Court Opinion

ID: 5478415
Source: CourtListenerOpinion
Date Created: 2022-01-09 21:14:56.594226+00
Date Added: 2024-06-11T08:33:34.310973
License: Public Domain

OPINION OF THE COURT
Memorandum.
The order of the Appellate Division should be affirmed.
Defendant was convicted after trial of burglary, attempted petit larceny, criminal mischief, and possession of burglar’s tools. He contends that the court erred in permitting testimony that the police found jewelry and money in his possession as he left the ransacked apartment and admitting those items in evidence when the People did not claim or prove that the items were stolen. He claims further that the error was exacerbated when the prosecutor, in summation, commented about the items and that these errors deprived him of his constitutional right to a fair trial. The Appellate Division found the error to be harmless as a matter of law and affirmed the convictions. On appeal to this court, the People contend that harmless error is a mixed question of law and fact which this court may not review and defendant renews his only preserved argument that the errors deprived him of a fair trial.
Contrary to the People’s contention, the correctness of the Appellate Division harmless error determination raises a question of law reviewable in this court (see, e.g., People v Goodman, 54 NY2d 451; People v Glenn, 52 NY2d 880; People v Crimmins, 36 NY2d 230, 242).
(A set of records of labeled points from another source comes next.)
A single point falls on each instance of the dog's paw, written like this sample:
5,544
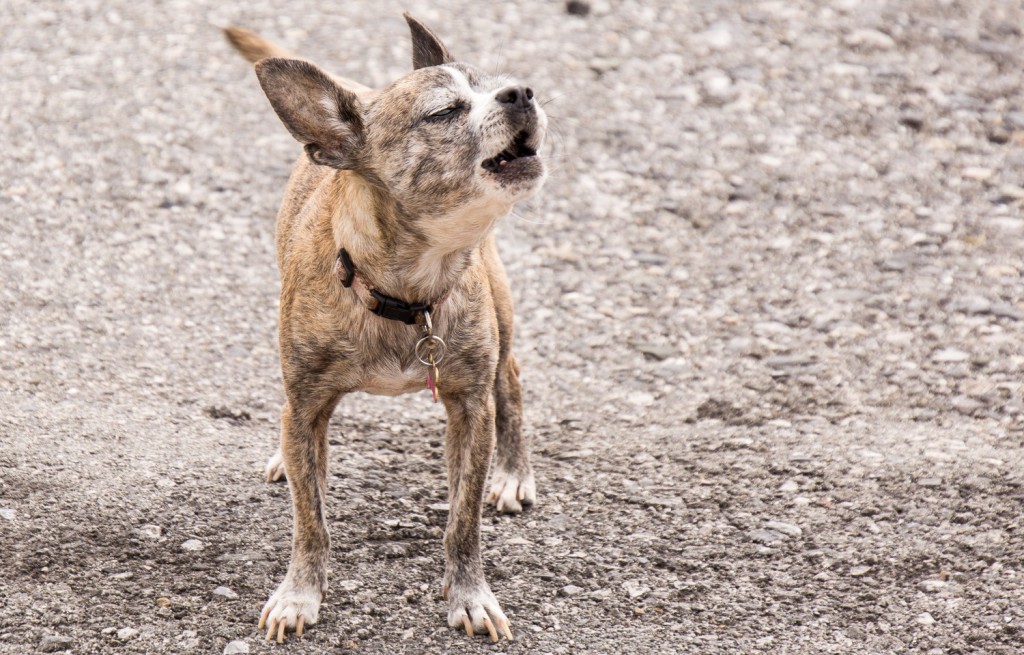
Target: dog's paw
274,468
476,610
291,608
509,491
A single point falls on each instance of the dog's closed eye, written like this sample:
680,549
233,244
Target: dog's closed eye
444,113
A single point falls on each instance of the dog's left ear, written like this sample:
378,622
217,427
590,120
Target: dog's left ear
321,115
427,48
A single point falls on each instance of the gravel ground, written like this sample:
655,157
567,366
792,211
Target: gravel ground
770,314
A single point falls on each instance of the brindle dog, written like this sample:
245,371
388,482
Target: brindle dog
385,245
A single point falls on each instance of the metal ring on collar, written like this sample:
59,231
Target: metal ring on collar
430,344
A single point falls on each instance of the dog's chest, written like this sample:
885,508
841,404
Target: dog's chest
390,378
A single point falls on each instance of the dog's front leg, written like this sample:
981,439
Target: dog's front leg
304,448
469,441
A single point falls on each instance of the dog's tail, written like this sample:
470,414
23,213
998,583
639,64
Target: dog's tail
254,47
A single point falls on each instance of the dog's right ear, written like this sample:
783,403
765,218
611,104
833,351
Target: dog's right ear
320,114
427,48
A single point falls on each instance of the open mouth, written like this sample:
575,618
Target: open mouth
518,149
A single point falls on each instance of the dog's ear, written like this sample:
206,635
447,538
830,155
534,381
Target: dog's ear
427,48
320,114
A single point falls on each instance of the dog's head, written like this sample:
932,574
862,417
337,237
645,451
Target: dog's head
444,139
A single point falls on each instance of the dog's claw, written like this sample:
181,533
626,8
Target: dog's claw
274,469
510,491
292,607
491,628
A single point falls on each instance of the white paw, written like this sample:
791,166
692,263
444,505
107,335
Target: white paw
476,610
509,492
274,468
291,608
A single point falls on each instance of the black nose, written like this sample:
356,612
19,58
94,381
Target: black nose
519,97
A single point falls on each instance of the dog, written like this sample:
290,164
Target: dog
390,284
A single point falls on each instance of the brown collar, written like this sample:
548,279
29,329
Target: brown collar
378,303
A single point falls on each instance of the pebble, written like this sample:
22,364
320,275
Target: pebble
788,529
55,644
932,586
768,537
126,634
636,588
870,39
148,531
950,355
577,8
656,351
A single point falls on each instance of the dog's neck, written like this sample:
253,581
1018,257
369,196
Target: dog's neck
412,258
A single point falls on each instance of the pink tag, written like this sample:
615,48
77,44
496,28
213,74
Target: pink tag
431,386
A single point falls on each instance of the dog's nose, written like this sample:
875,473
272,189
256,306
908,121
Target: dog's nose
519,97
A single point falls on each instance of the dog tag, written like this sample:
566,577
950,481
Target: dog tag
432,379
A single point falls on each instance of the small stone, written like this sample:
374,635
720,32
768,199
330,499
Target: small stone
1014,120
978,173
640,398
972,305
577,8
656,352
148,531
966,404
126,634
870,39
925,619
1010,192
785,528
718,37
912,120
1006,310
55,644
950,355
767,537
635,588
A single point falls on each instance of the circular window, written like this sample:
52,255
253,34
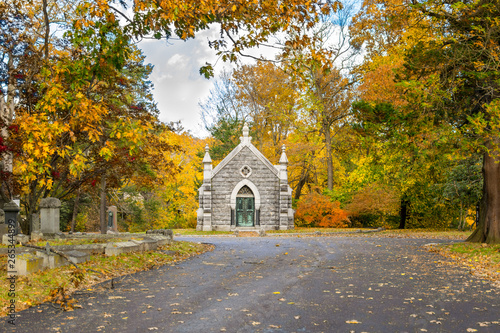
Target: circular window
246,171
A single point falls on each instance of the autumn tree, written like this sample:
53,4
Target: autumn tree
463,66
317,210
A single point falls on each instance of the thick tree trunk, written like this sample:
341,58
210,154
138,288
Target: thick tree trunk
488,229
403,213
329,158
75,210
102,211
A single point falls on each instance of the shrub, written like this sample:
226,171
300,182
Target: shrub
316,210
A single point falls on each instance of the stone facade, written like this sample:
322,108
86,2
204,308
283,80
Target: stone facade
245,191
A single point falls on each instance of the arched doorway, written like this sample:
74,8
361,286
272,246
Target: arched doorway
245,207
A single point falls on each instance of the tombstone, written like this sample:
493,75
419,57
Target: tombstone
113,218
4,228
50,216
11,210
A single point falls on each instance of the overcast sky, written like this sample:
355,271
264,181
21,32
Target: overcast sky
178,85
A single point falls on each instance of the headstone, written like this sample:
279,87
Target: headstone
50,215
4,228
11,210
35,223
113,218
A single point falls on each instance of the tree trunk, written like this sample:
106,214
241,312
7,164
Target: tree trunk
403,213
488,229
329,158
102,211
75,210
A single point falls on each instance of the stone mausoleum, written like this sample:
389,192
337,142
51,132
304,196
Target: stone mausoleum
245,191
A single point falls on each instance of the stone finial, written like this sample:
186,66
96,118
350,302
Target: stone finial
207,158
50,203
283,158
246,131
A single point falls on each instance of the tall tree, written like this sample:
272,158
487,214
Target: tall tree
464,65
450,77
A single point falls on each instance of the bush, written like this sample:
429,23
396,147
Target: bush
316,210
373,206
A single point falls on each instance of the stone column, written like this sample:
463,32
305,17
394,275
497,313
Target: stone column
49,216
205,211
284,202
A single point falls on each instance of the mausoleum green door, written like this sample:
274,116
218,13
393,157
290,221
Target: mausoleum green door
245,211
245,207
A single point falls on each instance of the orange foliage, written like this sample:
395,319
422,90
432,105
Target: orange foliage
375,199
316,210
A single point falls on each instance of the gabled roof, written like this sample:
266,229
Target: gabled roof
245,142
237,150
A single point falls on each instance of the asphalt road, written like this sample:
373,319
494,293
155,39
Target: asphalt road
286,284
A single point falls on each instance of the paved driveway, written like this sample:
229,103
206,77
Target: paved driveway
287,284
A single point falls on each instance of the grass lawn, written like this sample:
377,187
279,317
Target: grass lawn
57,284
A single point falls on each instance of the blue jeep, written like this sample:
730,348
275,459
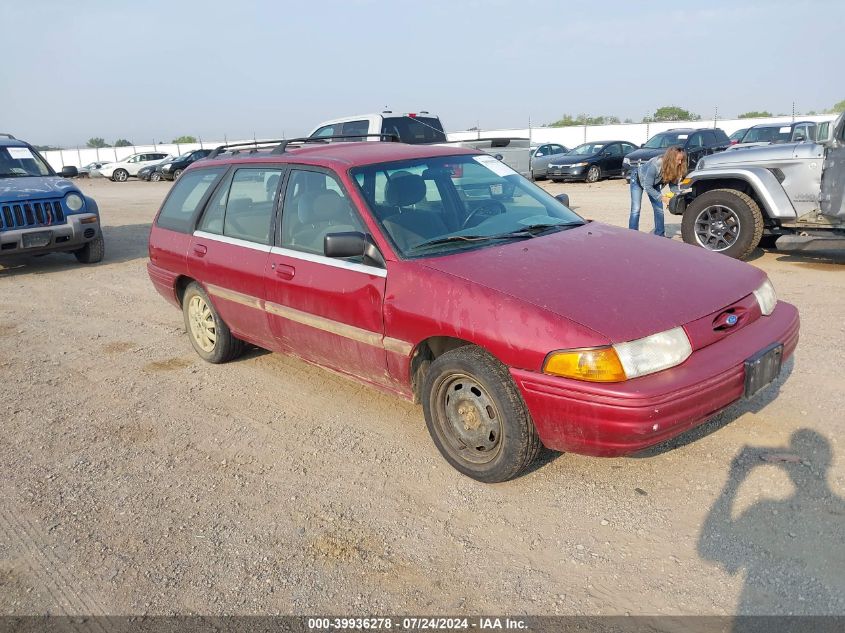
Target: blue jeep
41,211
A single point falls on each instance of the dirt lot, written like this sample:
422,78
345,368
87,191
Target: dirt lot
139,479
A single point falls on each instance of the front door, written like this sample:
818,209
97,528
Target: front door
325,310
229,249
833,175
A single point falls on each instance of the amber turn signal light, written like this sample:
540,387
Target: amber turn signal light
600,364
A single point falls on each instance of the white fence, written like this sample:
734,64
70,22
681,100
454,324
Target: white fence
637,133
82,156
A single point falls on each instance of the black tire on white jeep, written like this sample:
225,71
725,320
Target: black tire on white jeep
725,221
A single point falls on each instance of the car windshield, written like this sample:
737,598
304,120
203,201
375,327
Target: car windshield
587,149
415,130
438,205
666,139
768,134
22,161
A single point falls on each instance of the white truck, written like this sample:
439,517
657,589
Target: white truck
423,127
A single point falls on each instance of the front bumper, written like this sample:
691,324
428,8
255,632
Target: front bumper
78,230
613,419
567,173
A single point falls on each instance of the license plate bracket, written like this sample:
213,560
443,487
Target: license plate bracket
762,368
37,239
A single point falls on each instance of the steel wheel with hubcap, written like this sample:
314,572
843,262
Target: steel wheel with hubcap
209,335
476,415
723,221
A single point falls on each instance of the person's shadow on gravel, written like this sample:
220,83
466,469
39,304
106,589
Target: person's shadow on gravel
793,550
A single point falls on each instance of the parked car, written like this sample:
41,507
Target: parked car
172,169
440,275
131,165
736,137
85,171
540,157
410,127
695,142
590,161
769,133
149,173
41,211
791,193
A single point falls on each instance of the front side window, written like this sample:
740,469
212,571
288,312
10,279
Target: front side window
21,161
178,211
243,207
315,205
445,204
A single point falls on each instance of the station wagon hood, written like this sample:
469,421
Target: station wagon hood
28,188
620,283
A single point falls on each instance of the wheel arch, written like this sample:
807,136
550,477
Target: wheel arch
424,353
760,184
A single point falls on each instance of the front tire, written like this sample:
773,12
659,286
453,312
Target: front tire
92,252
724,221
210,336
477,417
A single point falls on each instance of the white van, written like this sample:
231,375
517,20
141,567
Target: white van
411,127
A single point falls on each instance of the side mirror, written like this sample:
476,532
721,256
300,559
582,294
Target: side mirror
351,244
563,198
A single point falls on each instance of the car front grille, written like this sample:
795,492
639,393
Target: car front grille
29,214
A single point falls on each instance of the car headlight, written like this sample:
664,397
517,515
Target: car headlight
622,361
766,297
74,202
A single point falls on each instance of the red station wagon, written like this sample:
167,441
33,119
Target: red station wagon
441,275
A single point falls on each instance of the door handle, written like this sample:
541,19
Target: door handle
283,270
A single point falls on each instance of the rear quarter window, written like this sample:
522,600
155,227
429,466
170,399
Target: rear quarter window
185,199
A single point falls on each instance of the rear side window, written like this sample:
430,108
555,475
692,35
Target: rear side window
243,207
185,198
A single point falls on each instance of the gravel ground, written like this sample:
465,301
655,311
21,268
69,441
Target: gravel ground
139,479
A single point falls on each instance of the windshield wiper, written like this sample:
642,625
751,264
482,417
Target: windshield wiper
528,231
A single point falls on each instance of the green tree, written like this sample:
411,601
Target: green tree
755,114
673,113
837,107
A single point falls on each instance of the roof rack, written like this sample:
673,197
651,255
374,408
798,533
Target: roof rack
255,145
324,139
280,145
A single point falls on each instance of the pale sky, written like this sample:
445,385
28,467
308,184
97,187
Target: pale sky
150,70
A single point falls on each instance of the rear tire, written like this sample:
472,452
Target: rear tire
92,252
477,417
209,335
725,221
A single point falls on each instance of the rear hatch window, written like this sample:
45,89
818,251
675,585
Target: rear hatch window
415,130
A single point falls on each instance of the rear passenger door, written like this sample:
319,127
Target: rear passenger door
325,310
230,247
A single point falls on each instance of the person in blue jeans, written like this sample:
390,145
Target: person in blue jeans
651,177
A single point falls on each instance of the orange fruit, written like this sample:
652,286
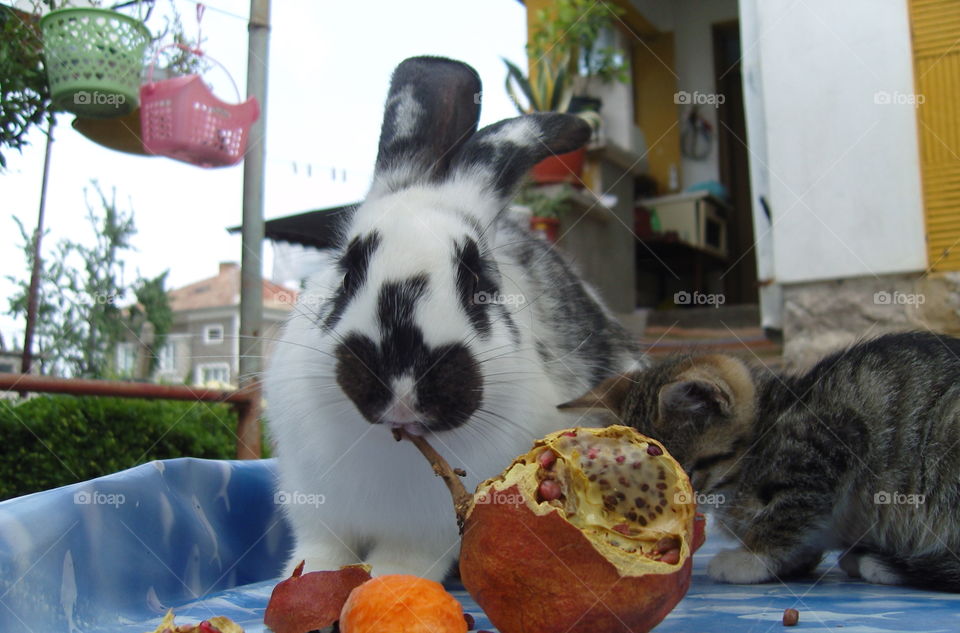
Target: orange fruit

On the merits, we agree with the Appellate Division that the evidence of guilt was overwhelming and the errors harmless. Defendant was apprehended with a screwdriver in his pocket leaving the ransacked and damaged apartment by a police officer responding to a burglary in progress report. Under the circumstances, there is no significant probability that the jury would have acquitted defendant had the errors not occurred (People v Crimmins, supra).
*837Chief Judge Wachtler and Judges Jasen, Meyer, Simons, Kaye, Alexander and Titone concur.
On review of submissions pursuant to section 500.4 of the Rules of the Court of Appeals (22 NYCRR 500.4), order affirmed in a memorandum.